初めは以下のようにjobの変数宣言時にリセット処理の内容を記述していました。 すると、初回タップから3秒経過していないのにリセットされる1度リセットされたあとは2度とリセットされないといった問題が生じました。

val job: Job = remember {
        scope.launch {
            delay(3000)
            tapCount = 0
            buttonState = ButtonState.PRIMARY
        }
    }

...

    LaunchedEffect(Unit) {
        interactionSource.interactions.collect { interaction ->
            when (interaction) {
                is PressInteraction.Press -> { ... }

                is PressInteraction.Release -> {
                    tapCount++
                    if (tapCount >= 2) {
                        confirm()
                        // confirmしたらリセットをキャンセル
                        job.cancel()
                    } else {
                        ...
                        // リセットを実行
                        job.join()
                    }
                 }

                is PressInteraction.Cancel -> { ... }
            }
        }
    }

それもそのはず。 これはjobが宣言されたタイミングでActiveになってしまい、アプリ起動時から意図せずjobが実行されていたためです。 また、Completedになったjobは新たに詰め直してあげないと、joinしてもActiveにすることができません。

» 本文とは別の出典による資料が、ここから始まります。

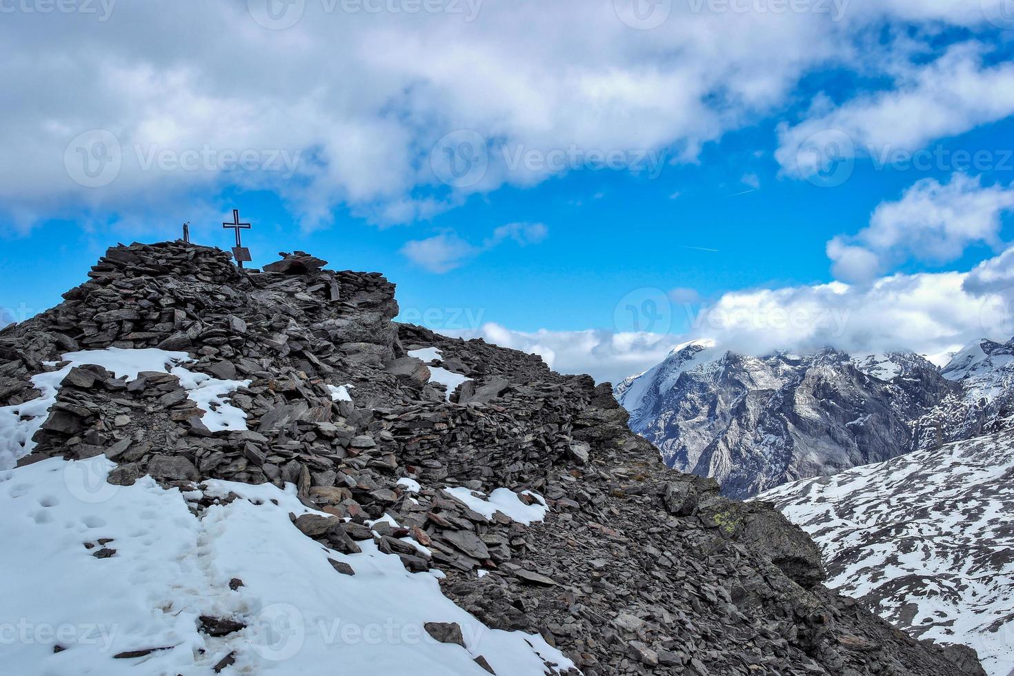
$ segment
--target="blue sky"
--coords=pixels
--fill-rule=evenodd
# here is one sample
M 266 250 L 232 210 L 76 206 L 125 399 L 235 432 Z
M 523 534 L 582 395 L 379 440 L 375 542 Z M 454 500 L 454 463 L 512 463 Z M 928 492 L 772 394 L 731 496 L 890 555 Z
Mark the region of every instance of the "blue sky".
M 702 333 L 935 354 L 1011 323 L 995 282 L 1014 200 L 1014 21 L 992 0 L 843 2 L 837 20 L 817 2 L 775 15 L 765 0 L 732 13 L 662 0 L 647 29 L 629 0 L 478 2 L 468 21 L 304 2 L 282 27 L 246 4 L 184 3 L 196 34 L 115 3 L 104 20 L 22 11 L 0 28 L 16 55 L 0 76 L 17 96 L 0 133 L 9 318 L 59 302 L 117 241 L 191 221 L 195 241 L 227 247 L 220 223 L 238 208 L 254 265 L 300 248 L 379 271 L 407 320 L 599 378 Z M 202 42 L 220 28 L 249 63 Z M 90 185 L 75 153 L 96 139 L 117 171 Z M 210 159 L 182 166 L 201 148 Z M 450 173 L 447 150 L 481 166 Z M 257 159 L 232 168 L 243 151 Z M 596 153 L 618 168 L 589 166 Z M 969 296 L 969 274 L 993 286 Z M 848 326 L 695 322 L 800 307 L 847 311 Z

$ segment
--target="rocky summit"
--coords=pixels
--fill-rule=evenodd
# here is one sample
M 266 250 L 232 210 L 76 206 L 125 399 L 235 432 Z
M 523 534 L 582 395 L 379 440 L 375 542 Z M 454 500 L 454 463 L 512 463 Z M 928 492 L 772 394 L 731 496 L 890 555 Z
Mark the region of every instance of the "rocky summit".
M 828 591 L 770 503 L 668 469 L 608 384 L 395 323 L 392 284 L 324 265 L 116 246 L 0 331 L 0 595 L 108 629 L 5 664 L 984 674 Z

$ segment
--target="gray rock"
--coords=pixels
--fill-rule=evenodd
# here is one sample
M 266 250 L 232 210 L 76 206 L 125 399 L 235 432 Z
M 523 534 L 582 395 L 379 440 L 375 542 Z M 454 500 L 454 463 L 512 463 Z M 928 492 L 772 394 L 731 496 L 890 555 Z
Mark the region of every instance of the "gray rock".
M 441 644 L 452 644 L 466 648 L 464 636 L 461 634 L 461 626 L 457 622 L 426 622 L 423 626 L 426 633 Z
M 200 474 L 194 463 L 182 455 L 155 455 L 148 461 L 147 473 L 154 478 L 197 481 Z

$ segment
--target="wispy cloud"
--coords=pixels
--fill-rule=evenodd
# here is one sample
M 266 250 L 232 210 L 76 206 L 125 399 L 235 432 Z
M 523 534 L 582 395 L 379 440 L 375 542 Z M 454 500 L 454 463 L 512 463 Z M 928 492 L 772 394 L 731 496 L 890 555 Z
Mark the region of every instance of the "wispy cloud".
M 438 275 L 459 268 L 472 258 L 504 242 L 519 246 L 537 244 L 549 236 L 542 223 L 508 223 L 496 228 L 481 244 L 472 244 L 451 230 L 426 239 L 416 239 L 402 246 L 402 253 L 424 270 Z

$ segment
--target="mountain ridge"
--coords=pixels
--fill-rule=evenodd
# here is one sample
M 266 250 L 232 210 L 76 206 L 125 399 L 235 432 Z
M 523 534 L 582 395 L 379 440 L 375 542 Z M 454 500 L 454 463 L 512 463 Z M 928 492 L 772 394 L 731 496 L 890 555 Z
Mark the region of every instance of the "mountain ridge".
M 666 464 L 745 498 L 1002 429 L 1014 341 L 992 346 L 941 369 L 911 352 L 751 357 L 695 342 L 613 391 Z
M 664 467 L 607 386 L 395 324 L 393 285 L 323 265 L 112 247 L 0 330 L 0 593 L 121 622 L 0 648 L 20 673 L 983 673 L 822 587 L 778 512 Z M 417 639 L 321 629 L 373 607 Z

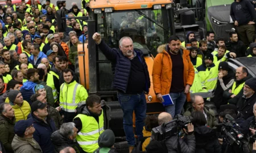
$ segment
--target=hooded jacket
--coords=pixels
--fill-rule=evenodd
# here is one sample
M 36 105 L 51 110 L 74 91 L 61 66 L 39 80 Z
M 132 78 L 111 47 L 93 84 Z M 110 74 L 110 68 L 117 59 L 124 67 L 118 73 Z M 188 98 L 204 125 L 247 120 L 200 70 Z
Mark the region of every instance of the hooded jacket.
M 46 124 L 33 113 L 31 114 L 34 120 L 33 126 L 35 129 L 33 133 L 34 138 L 39 144 L 43 153 L 54 153 L 54 145 L 51 140 L 51 135 L 56 130 L 53 121 L 48 115 Z
M 194 131 L 196 138 L 196 153 L 221 153 L 221 147 L 214 130 L 205 126 L 196 127 Z
M 221 105 L 227 104 L 227 103 L 223 99 L 223 92 L 224 90 L 226 88 L 223 88 L 221 84 L 223 84 L 225 87 L 230 88 L 232 86 L 233 83 L 234 81 L 234 74 L 233 70 L 230 70 L 229 71 L 227 75 L 224 76 L 222 79 L 219 80 L 217 82 L 216 88 L 214 91 L 214 96 L 211 98 L 211 101 L 214 103 L 215 106 L 217 108 L 220 108 Z M 228 86 L 229 86 L 228 87 Z
M 33 138 L 22 138 L 16 134 L 13 140 L 11 147 L 15 153 L 43 152 L 39 144 Z
M 166 45 L 167 50 L 169 49 Z M 158 48 L 158 54 L 154 60 L 152 76 L 154 90 L 156 94 L 162 95 L 168 94 L 172 82 L 172 60 L 169 53 L 166 50 L 166 45 L 162 45 Z M 183 80 L 184 87 L 187 84 L 192 86 L 195 77 L 195 70 L 190 60 L 189 52 L 180 49 L 184 64 Z M 189 92 L 187 94 L 187 100 L 190 101 Z
M 73 141 L 67 138 L 60 133 L 59 130 L 53 132 L 51 136 L 52 143 L 55 146 L 55 151 L 57 152 L 63 148 L 68 147 L 72 147 L 76 150 L 76 152 L 80 152 L 79 144 L 76 141 Z
M 191 113 L 193 112 L 196 111 L 193 107 L 189 107 L 185 113 L 184 113 L 183 116 L 191 116 Z M 214 127 L 217 124 L 218 121 L 216 117 L 215 117 L 215 113 L 210 108 L 207 106 L 204 106 L 204 112 L 207 115 L 207 126 L 212 128 Z
M 3 143 L 7 152 L 13 152 L 11 142 L 14 137 L 14 123 L 15 118 L 12 120 L 0 115 L 0 141 Z
M 34 82 L 27 80 L 23 83 L 23 86 L 20 87 L 20 90 L 19 91 L 22 94 L 23 100 L 28 101 L 30 105 L 30 97 L 35 94 L 35 87 L 36 84 Z
M 230 16 L 233 21 L 237 21 L 239 26 L 247 24 L 250 21 L 255 21 L 256 14 L 253 6 L 249 1 L 236 0 L 231 4 Z

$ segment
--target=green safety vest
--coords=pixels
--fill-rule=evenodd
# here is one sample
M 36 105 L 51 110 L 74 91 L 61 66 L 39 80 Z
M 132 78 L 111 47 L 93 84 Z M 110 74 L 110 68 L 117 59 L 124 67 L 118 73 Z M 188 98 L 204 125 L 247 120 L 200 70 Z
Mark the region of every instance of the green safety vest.
M 190 93 L 197 92 L 207 92 L 207 90 L 203 89 L 203 88 L 207 88 L 204 83 L 201 81 L 200 76 L 199 76 L 197 70 L 194 67 L 195 70 L 195 78 L 193 82 L 192 86 L 190 88 Z
M 59 79 L 60 76 L 59 76 L 59 75 L 57 75 L 56 73 L 53 72 L 53 71 L 50 71 L 49 72 L 49 74 L 51 74 L 52 75 L 53 75 L 54 76 L 55 76 L 56 77 L 57 77 L 57 78 L 58 78 L 58 79 Z
M 218 65 L 221 62 L 226 61 L 227 60 L 224 56 L 222 58 L 214 63 L 215 66 L 210 67 L 210 69 L 207 67 L 205 71 L 200 71 L 199 72 L 202 83 L 205 85 L 209 92 L 212 92 L 216 86 L 218 80 Z
M 241 91 L 241 90 L 243 89 L 245 83 L 245 82 L 239 84 L 239 86 L 236 88 L 237 83 L 236 83 L 236 82 L 234 82 L 232 86 L 232 93 L 236 95 L 237 95 Z
M 17 70 L 19 70 L 19 65 L 16 65 L 15 67 L 14 67 L 16 68 Z M 28 65 L 27 66 L 27 69 L 32 69 L 32 68 L 34 68 L 33 65 L 31 63 L 28 63 Z
M 7 7 L 7 6 L 6 5 L 6 6 L 5 6 L 5 7 Z M 13 7 L 13 10 L 14 10 L 14 11 L 16 12 L 16 5 L 13 5 L 13 7 Z
M 88 96 L 85 88 L 76 81 L 64 83 L 60 86 L 60 106 L 63 106 L 65 112 L 74 113 L 79 103 L 85 104 Z
M 53 75 L 48 73 L 47 74 L 47 80 L 46 80 L 46 84 L 52 88 L 52 94 L 53 95 L 54 100 L 56 103 L 58 100 L 58 94 L 57 90 L 54 86 Z
M 82 127 L 77 133 L 76 140 L 79 146 L 86 152 L 93 152 L 99 146 L 98 139 L 100 135 L 104 131 L 104 117 L 102 111 L 98 117 L 98 124 L 92 116 L 83 114 L 77 115 L 75 118 L 79 117 L 82 122 Z
M 15 50 L 15 49 L 16 49 L 16 46 L 17 46 L 16 45 L 13 44 L 13 45 L 11 45 L 11 48 L 10 48 L 9 50 Z M 7 48 L 6 46 L 5 46 L 3 47 L 3 49 L 7 49 Z

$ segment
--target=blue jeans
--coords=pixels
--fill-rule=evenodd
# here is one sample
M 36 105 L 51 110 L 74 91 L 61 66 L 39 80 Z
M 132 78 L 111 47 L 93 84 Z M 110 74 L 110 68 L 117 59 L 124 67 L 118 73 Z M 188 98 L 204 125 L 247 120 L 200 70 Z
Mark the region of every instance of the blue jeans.
M 172 117 L 176 114 L 181 113 L 183 105 L 186 101 L 186 94 L 183 92 L 180 93 L 170 93 L 170 95 L 174 102 L 173 105 L 166 106 L 166 112 L 171 114 Z
M 134 111 L 136 118 L 136 134 L 141 140 L 143 137 L 142 130 L 147 109 L 145 95 L 143 92 L 136 95 L 118 92 L 117 97 L 123 112 L 123 129 L 128 145 L 134 146 L 135 142 L 133 133 L 133 113 Z

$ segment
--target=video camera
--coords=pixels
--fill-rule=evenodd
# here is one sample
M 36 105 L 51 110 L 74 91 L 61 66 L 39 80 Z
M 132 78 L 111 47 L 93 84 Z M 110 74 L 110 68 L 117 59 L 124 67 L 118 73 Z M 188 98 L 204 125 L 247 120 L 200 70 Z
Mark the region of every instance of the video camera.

CompletedになったjobはActiveにできない

したがって、宣言時はnullを代入しておき、リセットを呼びたいところで処理を記述してあげます。

// nullで宣言
var job: Job? =  remember { null }

...

    LaunchedEffect(Unit) {
        interactionSource.interactions.collect { interaction ->
            when (interaction) {
                is PressInteraction.Press -> { ... }

                is PressInteraction.Release -> {
                    tapCount++
                    if (tapCount >= 2) {
                        confirm()
                        // confirmしたらリセットをキャンセル
                        job?.cancel()
                    } else {
                        ...
                        // リセットの開始タイミングで処理を記述
                        job = scope.launch {
                            delay(3000)
                            tapCount = 0
                            buttonState = ButtonState.PRIMARY
                        }
                    }
                 }

                is PressInteraction.Cancel -> { ... }
            }
        }
    }

完成

最終的に完成したものがこちらです。 `

完成したボタン
gifでは分かりにくい箇所もありますが、以下を満たした実装になっています。

  • タップ・長押しで次の状態に遷移
  • SECONDARYの状態で3秒放置するとPRIMARYにリセットされる
  • confirmでSnackBarを表示させ、その後はリセットされない

まとめ

一見するとシンプルそうだけど、考えることが多く実装に手間取ってしまったボタンのお話でした。 ジェスチャー周りの知見が深まったり、Jobの挙動について調べるきっかけになったり、とても学びが多かったです。 本当は書ききれないくらい試行錯誤したのですが、言語化して説明できない箇所が多いので、また改めてこのボタンについて思いを馳せたいと思います。

「自分ならこう実装する!」や「こうやって実装するといいよ!」などがあればぜひ教えていただけると嬉しいです!